Sanık ... ve inceleme dışı sanık ...'ın karşılıklı beyanları değerlendirildiğinde, olay yerini gösteren herhangi bir video kaydının bulunmaması, olayı gören başkaca bir tanığın bulunmaması karşısında, meşru müdafaa savunmalarına itibar edilmeyerek taraf anlatımları itibariyle ilk haksız hareketin kimden ileri geldiği tespit edilemediğinden 5237 sayılı Kanun'un 29 uncu maddesi gereğince bu durum sanık lehine haksız tahrik nedeni kabul edilmiştir.

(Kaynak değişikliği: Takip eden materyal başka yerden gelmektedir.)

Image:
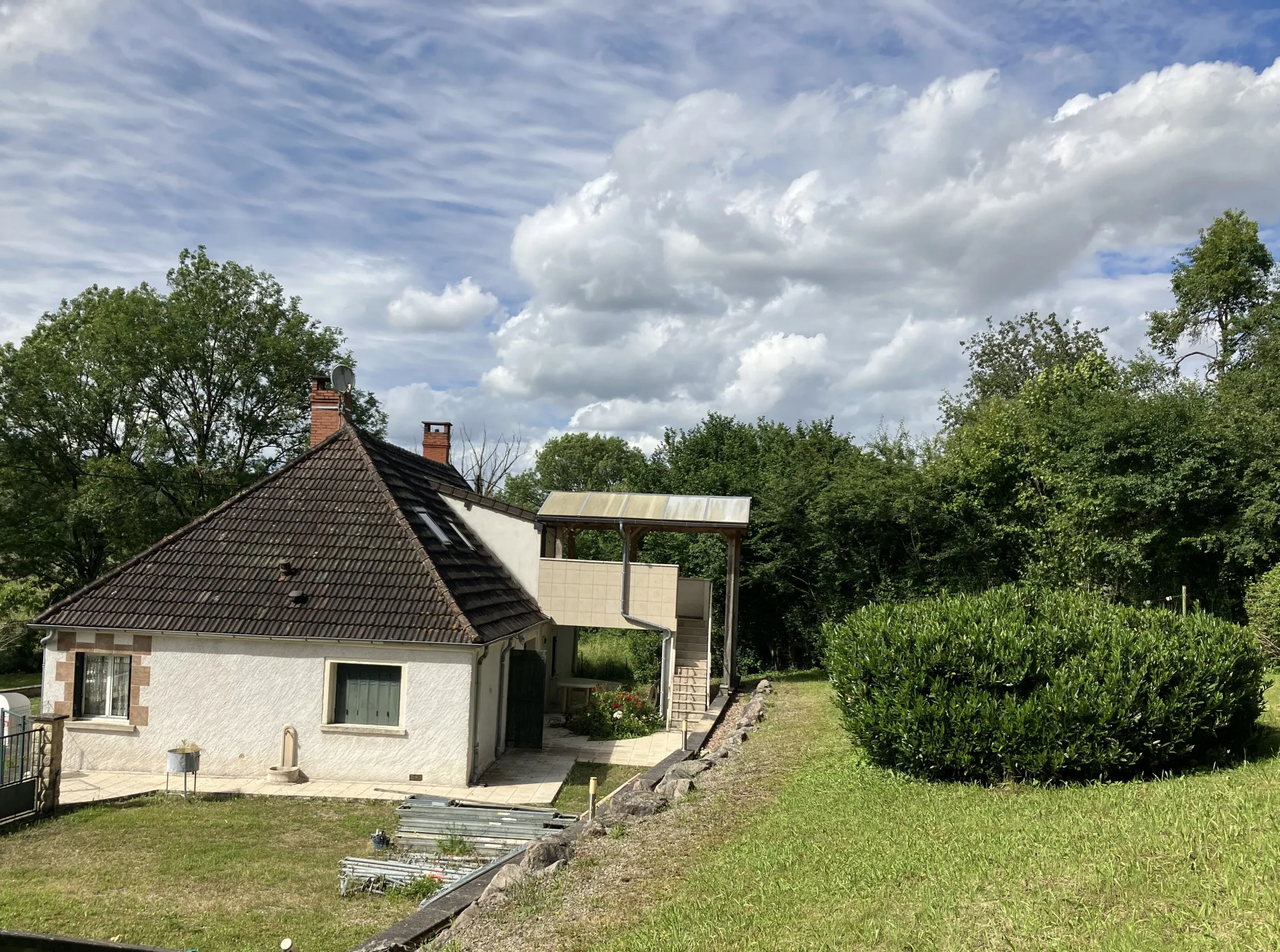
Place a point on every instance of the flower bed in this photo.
(614, 716)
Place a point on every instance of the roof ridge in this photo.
(398, 515)
(411, 456)
(191, 526)
(466, 495)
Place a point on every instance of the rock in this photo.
(641, 785)
(686, 770)
(636, 805)
(752, 715)
(547, 870)
(503, 880)
(546, 851)
(675, 788)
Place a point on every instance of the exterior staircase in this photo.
(691, 678)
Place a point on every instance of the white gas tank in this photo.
(14, 712)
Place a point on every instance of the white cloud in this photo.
(459, 307)
(36, 26)
(826, 255)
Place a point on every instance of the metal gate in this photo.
(19, 771)
(526, 697)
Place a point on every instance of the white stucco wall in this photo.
(233, 697)
(512, 540)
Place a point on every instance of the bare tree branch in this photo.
(487, 461)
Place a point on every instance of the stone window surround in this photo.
(331, 682)
(104, 643)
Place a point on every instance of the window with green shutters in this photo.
(366, 694)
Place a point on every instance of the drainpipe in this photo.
(503, 678)
(663, 675)
(475, 721)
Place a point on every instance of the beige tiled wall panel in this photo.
(576, 592)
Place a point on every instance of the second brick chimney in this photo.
(328, 410)
(436, 442)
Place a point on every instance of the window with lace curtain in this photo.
(101, 686)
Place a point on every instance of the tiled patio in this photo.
(82, 787)
(520, 777)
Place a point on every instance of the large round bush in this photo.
(1026, 685)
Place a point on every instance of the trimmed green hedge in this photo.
(1262, 603)
(1050, 686)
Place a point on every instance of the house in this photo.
(364, 600)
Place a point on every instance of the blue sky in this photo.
(618, 217)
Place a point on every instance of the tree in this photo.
(127, 414)
(1220, 288)
(487, 462)
(1006, 356)
(578, 462)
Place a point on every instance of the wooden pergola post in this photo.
(732, 570)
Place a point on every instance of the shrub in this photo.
(1042, 686)
(611, 716)
(1262, 604)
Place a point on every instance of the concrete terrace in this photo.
(529, 777)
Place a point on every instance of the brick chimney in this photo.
(436, 442)
(328, 410)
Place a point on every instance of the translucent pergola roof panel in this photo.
(641, 508)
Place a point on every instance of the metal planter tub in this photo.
(182, 760)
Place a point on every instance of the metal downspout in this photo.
(503, 683)
(663, 675)
(475, 721)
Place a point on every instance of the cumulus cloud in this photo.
(459, 307)
(828, 254)
(35, 26)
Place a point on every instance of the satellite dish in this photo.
(343, 379)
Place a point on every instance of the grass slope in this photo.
(850, 855)
(19, 678)
(216, 876)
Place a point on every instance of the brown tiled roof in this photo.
(344, 517)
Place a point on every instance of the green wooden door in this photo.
(526, 690)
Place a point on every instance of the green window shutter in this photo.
(78, 697)
(368, 694)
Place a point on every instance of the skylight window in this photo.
(462, 535)
(432, 525)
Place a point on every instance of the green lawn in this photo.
(851, 856)
(214, 876)
(574, 795)
(19, 680)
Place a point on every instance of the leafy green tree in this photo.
(1221, 291)
(127, 414)
(19, 647)
(1008, 356)
(578, 462)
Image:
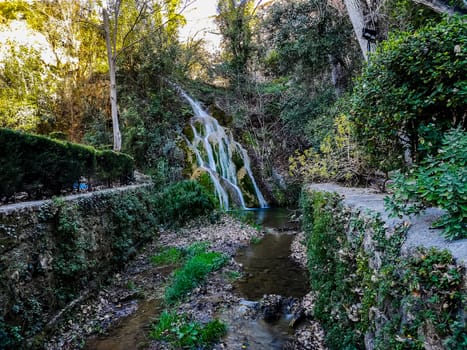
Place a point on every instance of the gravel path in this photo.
(8, 208)
(420, 233)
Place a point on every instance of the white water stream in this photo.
(214, 149)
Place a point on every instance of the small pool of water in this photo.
(275, 218)
(131, 332)
(268, 269)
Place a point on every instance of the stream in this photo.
(267, 269)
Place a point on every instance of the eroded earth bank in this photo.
(121, 314)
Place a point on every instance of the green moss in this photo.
(183, 333)
(399, 302)
(170, 255)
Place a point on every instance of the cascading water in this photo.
(215, 151)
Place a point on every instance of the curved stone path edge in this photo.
(420, 233)
(9, 208)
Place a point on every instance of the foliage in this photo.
(184, 200)
(170, 255)
(310, 39)
(235, 21)
(25, 86)
(10, 336)
(113, 166)
(440, 181)
(338, 159)
(330, 264)
(364, 286)
(412, 89)
(42, 166)
(181, 332)
(192, 273)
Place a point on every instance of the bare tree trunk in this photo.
(111, 57)
(439, 6)
(356, 16)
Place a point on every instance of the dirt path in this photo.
(420, 233)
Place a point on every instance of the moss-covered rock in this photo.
(371, 296)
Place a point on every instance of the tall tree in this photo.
(235, 21)
(127, 23)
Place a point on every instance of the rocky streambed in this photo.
(119, 316)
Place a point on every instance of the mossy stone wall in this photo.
(368, 294)
(52, 251)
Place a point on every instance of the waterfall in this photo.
(215, 150)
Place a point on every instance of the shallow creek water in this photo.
(267, 270)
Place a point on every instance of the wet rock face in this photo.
(271, 307)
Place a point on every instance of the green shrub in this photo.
(192, 273)
(183, 201)
(400, 302)
(42, 166)
(113, 166)
(181, 332)
(439, 181)
(170, 255)
(412, 90)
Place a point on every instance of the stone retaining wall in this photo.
(53, 251)
(382, 283)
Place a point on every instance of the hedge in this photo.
(41, 166)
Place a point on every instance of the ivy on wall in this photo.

Sanık, üzerine atılı suçlamayı tevil yoluyla ikrar etmiştir.
Tanık M.İ.'nin beyanları dava dosyasında mevcuttur.
Maktul hakkında düzenlenen ölü muayene ve otopsi tutanağında ve Kocaeli Adli Tıp Şube Müdürlüğü raporunda, yaralardan biri göğüs solda, diğer ikisi ise sol el bileği iç yüzünde olduğu, göğüs solda olan yaranın ölüme sebebiyet verdiği, ölüm sebebinin kesici delici alet yaralanmasına bağlı sol akciğer laserasyonu ve buna bağlı gelişen kanama ve komplikasyonlar olduğu belirlenmiştir.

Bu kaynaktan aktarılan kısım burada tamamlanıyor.